Nilsen already knew that feeling, before the impact. But he’d found strength in the growing adversity and as such it fell upon him to rouse the crew. But first he would have to talk to Tor, either seek his friends support, or act against. Jan Nilsen wasn’t ready to abandon his life to spare his friend; he was due to be married for a second time next month, his two girls from his previous marriage would be flower girls. This, he was determined, would only be a delay in plans.

Nilsen stopped pacing and sank into the leatherette recliner. He resisted the urge to draw himself into a ball, to shield himself from the penetrative cold of space. Instead he poured a shot of aquavit into a still-sticky glass and glared at the syrupy ring left beneath, despoiling his Perspex table top.

Just one, he thought.

Chapter 15

Tala’s eyes rolled about in their sockets, her eyelids fluttered. The room she regained conscience in was dark. Dim light filtered beneath a crack in the door and shafted across the deck. She groaned, both her head and her nose pounded, a viscous syrup of blood and mucus was spattered from her nostrils and had dried to the skin around her lips. She was forced to breathe through her mouth. Tala tried to touch her face, assess the damage, but her arms were bound behind her back. Thick plastic cables ties bit into the flesh of her wrist, her hands were numb through loss of circulation. She tried to wiggle her fingers.

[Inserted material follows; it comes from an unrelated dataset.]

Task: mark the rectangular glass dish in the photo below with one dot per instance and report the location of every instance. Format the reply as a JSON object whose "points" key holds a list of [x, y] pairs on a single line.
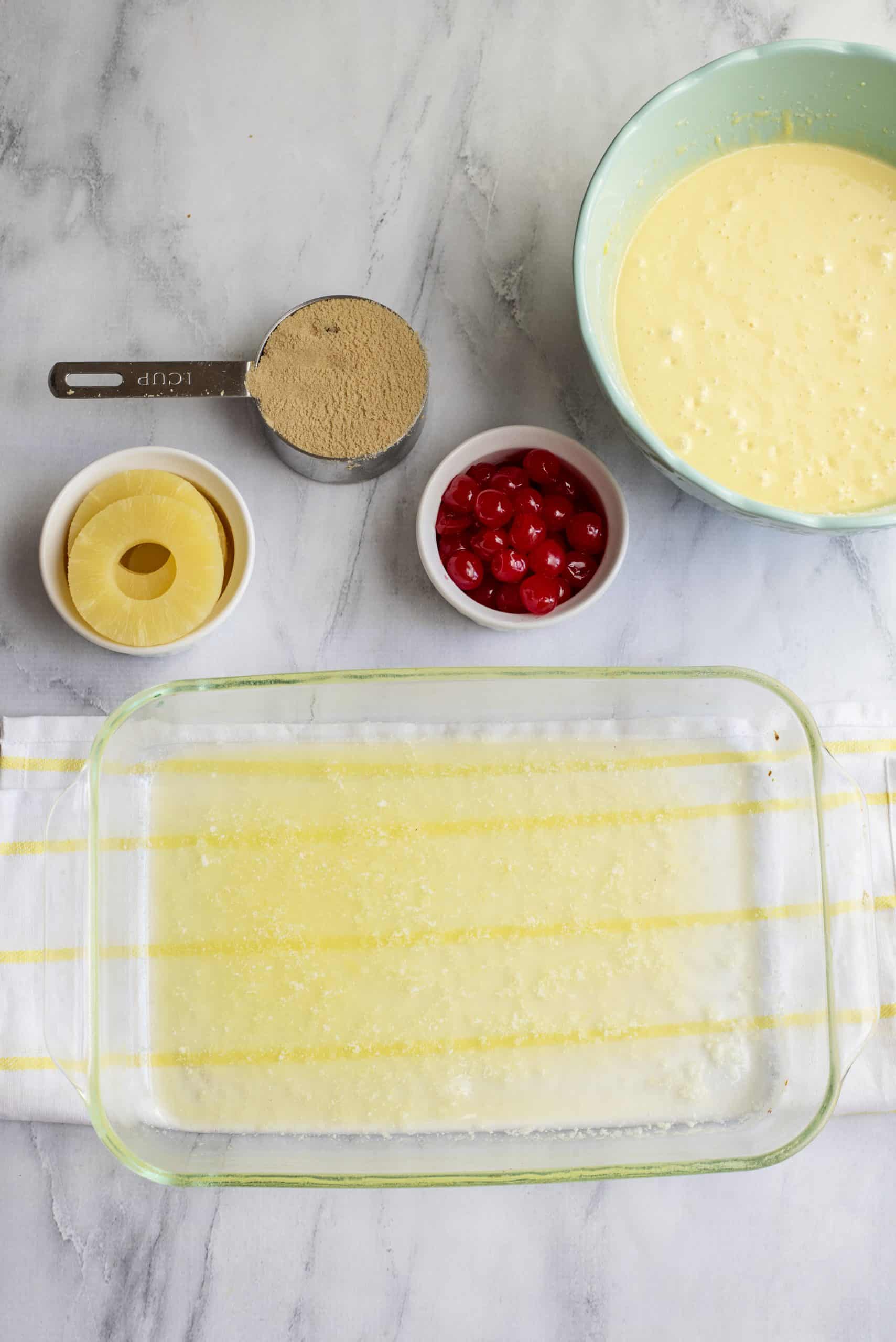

Tala made an exploratory effort to move, but found her ankles had also been bound by cable ties, which in turn were linked to the ties shackling her wrists. She was on her knees and immobile. She felt the glass splinters from Gennady’s cell burrow into the thin skin covering her knee cap. The metallic tang of her own blood coated her throat.

“You awake?”

The rasping question startled Tala. In the gloom she could make out a vague figure at the opposite side of the room, bound like her, on his knees. Wayward follicles of long hair caught the fragile light. “Andrei, is that you?”

“You remember!” The excitement in Andrei’s reply was testament to his resilience. A stark comfort in their present situation.

“Where are we?” Tala’s voice crackled, her mouth dry. As she played her tongue across the back of her teeth she found a couple loose. “What happened?”

“Kirill has seized control,” Andrei answered flatly.

Beyond the door the shaft of light was occasionally broken by the movement of men. The rattle of the iron bars barricading them inside the District was louder than the endless rhythm of the generator. The muffled moans of the besieging infected was incessant.

“Where is everyone else?”

“Other rooms,” Andrei appeared to shrug. “Pavel is dead. I think Gennady and Jamal are being held in the office.”

“Where’s Katja?”

“I…” Andrei’s voice broke and then he fell silent.

Tala felt bloody bile rise in her gullet. “Where is she?”

The outline of Andrei’s shoulders slumped, but he didn’t answer. In the neighbouring office Tala could hear a wet slapping sound and grunting almost indiscernible from the cadence of the District. Then she could hear the delicate, pained sobbing of Katja as the metronomic pounding increased in speed and intensity. Another grunt, Ilya.